Lucy Marcil is a pediatrician, a social entrepreneur, and a Cooke Scholar. In addition to her work at the Boston Medical Center (BMC), Lucy is an assistant professor of pediatrics at Boston University School of Medicine and the co-founder of StreetCred, a nonprofit organization that provides financial services in pediatric clinics for families with financial need.
After graduating magna cum laude from Davidson College, Lucy opted to join the Peace Corps for two years rather than going directly to medical school. Her growing interest in global health fueled the decision.
“I thought it was really important for me to have practical experience understanding what life was like in another part of the world, what needs were, and what the work was like to see if I really liked it,” Lucy says. “I realized that what I think needs to happen, whether I’m in Boston or halfway around the world, it doesn’t actually matter unless it’s also what the people I’m trying to serve also think needs to happen, because they’re the ones who actually know what they need.”
“We decided to open tax preparation clinics in the pediatric clinic, so that people could come see their doctor, they could deal with their taxes. They could get back all the money that they were owed, and then they could go on their ways, and live their lives, take good care of their kids.”
“It’s essential to not just serve the community, but to let them serve themselves”
Lucy emphasizes a core philosophy guiding StreetCred’s operation: “It’s essential to not just serve the community, but to let them serve themselves, because we know that people know what they need more than we do.
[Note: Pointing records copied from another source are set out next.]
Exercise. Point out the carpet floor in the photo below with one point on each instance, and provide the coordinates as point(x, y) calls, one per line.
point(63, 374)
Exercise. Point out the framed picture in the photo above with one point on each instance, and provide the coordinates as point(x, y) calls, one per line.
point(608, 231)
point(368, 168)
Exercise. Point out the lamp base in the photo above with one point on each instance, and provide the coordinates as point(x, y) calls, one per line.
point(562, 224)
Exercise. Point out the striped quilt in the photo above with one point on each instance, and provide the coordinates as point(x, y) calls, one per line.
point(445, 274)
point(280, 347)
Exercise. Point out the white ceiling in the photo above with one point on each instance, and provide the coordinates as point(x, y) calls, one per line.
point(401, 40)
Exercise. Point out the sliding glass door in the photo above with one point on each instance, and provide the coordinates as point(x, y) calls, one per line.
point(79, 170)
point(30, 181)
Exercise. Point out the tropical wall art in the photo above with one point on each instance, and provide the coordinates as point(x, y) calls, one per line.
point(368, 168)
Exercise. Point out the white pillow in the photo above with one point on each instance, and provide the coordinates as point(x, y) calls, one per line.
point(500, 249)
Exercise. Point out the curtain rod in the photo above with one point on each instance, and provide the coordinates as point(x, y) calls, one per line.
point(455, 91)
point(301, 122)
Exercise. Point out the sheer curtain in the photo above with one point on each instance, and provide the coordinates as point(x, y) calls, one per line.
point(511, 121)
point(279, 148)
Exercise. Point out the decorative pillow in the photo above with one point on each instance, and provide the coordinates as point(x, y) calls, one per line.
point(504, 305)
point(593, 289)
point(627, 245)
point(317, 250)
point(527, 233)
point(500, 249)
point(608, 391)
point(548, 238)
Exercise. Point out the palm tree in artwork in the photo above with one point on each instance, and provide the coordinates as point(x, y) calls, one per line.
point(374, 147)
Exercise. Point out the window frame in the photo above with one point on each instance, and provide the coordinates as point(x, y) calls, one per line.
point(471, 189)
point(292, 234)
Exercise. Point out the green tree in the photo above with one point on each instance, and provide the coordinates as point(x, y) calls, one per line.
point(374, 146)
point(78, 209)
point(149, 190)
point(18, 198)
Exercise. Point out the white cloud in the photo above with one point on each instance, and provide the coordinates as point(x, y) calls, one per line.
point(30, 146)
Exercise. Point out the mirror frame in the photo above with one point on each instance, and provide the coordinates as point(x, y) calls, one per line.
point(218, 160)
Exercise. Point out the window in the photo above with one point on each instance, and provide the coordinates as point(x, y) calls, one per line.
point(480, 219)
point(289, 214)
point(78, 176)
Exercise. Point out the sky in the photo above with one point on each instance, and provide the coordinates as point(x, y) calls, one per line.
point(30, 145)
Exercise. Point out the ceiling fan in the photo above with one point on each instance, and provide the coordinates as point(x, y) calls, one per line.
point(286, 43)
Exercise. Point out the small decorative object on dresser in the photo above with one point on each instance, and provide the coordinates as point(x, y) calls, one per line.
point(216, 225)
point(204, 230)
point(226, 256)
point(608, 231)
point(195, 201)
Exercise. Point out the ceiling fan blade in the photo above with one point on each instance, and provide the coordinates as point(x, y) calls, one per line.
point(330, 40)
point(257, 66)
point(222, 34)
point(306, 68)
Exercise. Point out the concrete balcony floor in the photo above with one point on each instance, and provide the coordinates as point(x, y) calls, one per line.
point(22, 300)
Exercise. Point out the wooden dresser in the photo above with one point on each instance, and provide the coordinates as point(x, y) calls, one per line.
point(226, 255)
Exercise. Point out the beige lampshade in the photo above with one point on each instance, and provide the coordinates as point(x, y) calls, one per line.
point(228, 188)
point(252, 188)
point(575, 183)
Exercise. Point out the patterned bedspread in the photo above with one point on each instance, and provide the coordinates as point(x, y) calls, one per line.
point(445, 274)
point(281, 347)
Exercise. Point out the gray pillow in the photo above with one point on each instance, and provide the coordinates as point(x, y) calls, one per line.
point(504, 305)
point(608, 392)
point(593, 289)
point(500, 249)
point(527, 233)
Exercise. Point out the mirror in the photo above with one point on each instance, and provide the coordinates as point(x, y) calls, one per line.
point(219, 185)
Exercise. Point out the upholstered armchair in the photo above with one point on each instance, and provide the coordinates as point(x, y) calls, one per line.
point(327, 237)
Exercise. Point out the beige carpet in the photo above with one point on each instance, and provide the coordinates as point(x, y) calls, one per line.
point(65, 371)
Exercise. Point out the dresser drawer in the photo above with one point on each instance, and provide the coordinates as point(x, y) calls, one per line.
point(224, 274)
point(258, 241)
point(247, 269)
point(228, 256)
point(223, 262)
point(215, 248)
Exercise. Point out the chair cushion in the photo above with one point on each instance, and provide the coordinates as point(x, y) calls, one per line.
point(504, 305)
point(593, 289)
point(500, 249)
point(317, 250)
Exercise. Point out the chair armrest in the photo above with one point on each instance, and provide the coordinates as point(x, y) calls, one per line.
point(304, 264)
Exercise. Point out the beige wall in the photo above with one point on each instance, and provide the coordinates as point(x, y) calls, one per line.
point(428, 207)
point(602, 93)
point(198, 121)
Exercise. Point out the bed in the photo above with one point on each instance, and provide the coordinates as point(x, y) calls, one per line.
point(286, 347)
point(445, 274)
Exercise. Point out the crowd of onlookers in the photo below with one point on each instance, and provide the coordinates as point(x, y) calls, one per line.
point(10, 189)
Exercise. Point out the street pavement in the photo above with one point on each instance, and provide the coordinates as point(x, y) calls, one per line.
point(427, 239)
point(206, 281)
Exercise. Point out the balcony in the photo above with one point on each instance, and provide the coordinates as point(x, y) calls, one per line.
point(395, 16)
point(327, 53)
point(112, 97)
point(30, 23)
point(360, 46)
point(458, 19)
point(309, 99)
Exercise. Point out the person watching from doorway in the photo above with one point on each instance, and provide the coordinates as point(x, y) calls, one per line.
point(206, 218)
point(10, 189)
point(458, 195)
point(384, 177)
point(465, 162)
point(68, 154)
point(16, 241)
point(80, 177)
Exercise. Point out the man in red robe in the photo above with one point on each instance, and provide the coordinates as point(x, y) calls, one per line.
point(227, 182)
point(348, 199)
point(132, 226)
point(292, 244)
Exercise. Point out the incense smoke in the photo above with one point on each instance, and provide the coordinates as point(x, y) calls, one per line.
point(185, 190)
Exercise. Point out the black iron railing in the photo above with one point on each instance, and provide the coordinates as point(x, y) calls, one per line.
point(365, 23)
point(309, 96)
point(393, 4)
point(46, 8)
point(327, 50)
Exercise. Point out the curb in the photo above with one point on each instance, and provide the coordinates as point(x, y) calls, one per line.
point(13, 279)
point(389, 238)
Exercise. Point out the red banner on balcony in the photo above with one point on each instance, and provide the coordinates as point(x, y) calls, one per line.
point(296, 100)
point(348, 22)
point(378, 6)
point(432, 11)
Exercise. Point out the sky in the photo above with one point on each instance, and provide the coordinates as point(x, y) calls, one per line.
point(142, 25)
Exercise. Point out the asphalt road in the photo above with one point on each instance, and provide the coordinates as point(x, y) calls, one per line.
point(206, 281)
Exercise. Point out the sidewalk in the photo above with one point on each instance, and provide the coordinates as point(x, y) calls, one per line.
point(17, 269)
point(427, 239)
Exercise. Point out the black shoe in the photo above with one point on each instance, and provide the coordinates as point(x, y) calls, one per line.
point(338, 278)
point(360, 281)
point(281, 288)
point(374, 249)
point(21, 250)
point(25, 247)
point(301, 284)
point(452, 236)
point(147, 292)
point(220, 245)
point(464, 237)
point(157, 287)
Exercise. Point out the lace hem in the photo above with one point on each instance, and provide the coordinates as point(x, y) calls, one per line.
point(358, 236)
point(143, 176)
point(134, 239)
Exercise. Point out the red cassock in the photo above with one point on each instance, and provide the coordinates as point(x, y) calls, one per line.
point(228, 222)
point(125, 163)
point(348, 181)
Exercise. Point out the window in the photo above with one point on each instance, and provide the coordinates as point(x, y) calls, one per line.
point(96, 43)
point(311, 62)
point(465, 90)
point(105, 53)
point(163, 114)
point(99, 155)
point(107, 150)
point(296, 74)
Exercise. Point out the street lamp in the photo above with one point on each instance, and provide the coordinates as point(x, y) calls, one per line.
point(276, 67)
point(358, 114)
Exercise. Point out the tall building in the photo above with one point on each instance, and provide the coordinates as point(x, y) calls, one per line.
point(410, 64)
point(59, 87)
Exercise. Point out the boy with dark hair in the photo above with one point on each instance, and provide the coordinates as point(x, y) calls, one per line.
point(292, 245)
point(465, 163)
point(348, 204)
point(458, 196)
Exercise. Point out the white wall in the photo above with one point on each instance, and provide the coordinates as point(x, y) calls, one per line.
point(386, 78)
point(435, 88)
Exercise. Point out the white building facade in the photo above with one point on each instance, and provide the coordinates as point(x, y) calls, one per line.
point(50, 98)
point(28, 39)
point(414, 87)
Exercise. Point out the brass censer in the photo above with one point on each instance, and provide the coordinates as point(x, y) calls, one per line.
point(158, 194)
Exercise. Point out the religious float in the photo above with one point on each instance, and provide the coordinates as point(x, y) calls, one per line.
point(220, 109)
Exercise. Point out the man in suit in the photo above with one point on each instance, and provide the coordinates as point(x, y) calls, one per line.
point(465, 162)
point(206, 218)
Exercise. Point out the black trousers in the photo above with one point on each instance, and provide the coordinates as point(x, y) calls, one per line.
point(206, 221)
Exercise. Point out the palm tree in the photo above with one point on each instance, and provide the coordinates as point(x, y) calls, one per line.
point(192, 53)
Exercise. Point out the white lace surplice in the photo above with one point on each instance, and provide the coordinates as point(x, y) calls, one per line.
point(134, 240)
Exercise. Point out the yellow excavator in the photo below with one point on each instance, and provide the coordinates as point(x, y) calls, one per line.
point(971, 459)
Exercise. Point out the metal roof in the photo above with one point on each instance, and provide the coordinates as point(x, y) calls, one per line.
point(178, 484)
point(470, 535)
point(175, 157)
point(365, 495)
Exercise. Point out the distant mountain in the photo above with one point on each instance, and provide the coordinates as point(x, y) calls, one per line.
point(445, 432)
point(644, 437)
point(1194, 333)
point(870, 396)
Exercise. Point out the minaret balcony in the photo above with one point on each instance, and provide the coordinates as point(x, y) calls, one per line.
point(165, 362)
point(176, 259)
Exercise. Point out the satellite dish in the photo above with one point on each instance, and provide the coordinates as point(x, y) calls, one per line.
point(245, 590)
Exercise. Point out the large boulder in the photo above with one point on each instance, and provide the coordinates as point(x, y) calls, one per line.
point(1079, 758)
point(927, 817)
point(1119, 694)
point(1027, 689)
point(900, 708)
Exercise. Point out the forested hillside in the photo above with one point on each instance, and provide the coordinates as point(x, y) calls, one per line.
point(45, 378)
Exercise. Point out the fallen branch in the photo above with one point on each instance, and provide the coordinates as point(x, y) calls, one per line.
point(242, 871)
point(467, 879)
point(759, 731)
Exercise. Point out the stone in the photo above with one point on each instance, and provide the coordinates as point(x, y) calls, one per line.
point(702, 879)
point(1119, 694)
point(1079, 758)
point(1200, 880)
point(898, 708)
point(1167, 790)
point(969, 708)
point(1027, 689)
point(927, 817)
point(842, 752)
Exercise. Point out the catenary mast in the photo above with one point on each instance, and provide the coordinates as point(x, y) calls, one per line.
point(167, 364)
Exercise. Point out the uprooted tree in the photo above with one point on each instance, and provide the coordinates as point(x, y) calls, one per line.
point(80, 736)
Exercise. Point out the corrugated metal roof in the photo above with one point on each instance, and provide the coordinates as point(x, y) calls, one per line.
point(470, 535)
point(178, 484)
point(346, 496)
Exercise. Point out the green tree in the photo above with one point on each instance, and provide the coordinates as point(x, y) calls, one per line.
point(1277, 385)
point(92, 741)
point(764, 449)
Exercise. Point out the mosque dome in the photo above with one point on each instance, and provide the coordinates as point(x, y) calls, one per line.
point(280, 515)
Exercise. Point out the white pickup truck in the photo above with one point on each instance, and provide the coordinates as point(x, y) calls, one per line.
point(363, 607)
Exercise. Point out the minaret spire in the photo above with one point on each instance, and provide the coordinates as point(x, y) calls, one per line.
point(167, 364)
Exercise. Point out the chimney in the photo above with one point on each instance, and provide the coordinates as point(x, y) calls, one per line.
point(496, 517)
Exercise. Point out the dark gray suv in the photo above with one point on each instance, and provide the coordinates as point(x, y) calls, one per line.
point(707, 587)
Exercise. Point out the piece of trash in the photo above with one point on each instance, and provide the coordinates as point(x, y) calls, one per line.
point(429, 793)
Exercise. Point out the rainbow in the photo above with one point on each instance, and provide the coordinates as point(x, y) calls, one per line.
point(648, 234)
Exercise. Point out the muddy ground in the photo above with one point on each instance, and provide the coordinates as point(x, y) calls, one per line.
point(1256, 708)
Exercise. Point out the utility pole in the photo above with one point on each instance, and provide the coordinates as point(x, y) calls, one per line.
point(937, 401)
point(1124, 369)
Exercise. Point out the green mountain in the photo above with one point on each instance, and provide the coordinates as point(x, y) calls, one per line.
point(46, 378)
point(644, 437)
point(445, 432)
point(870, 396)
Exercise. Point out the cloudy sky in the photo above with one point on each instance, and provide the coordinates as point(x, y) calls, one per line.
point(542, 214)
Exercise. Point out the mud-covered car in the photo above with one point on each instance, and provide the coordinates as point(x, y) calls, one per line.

As a result we have a community advisory board that we meet with intermittently, so that people can tell us, how is the program working for them? What do they like and not like about it? What are new ideas that we should incorporate?”
Lucy’s work with StreetCred was recently recognized when she was named a 2018 TED Fellow. “It’s part of my duty and privilege as a doctor to bring their voices to the greater public, and to people who have power, so that we really can create a healthier society.”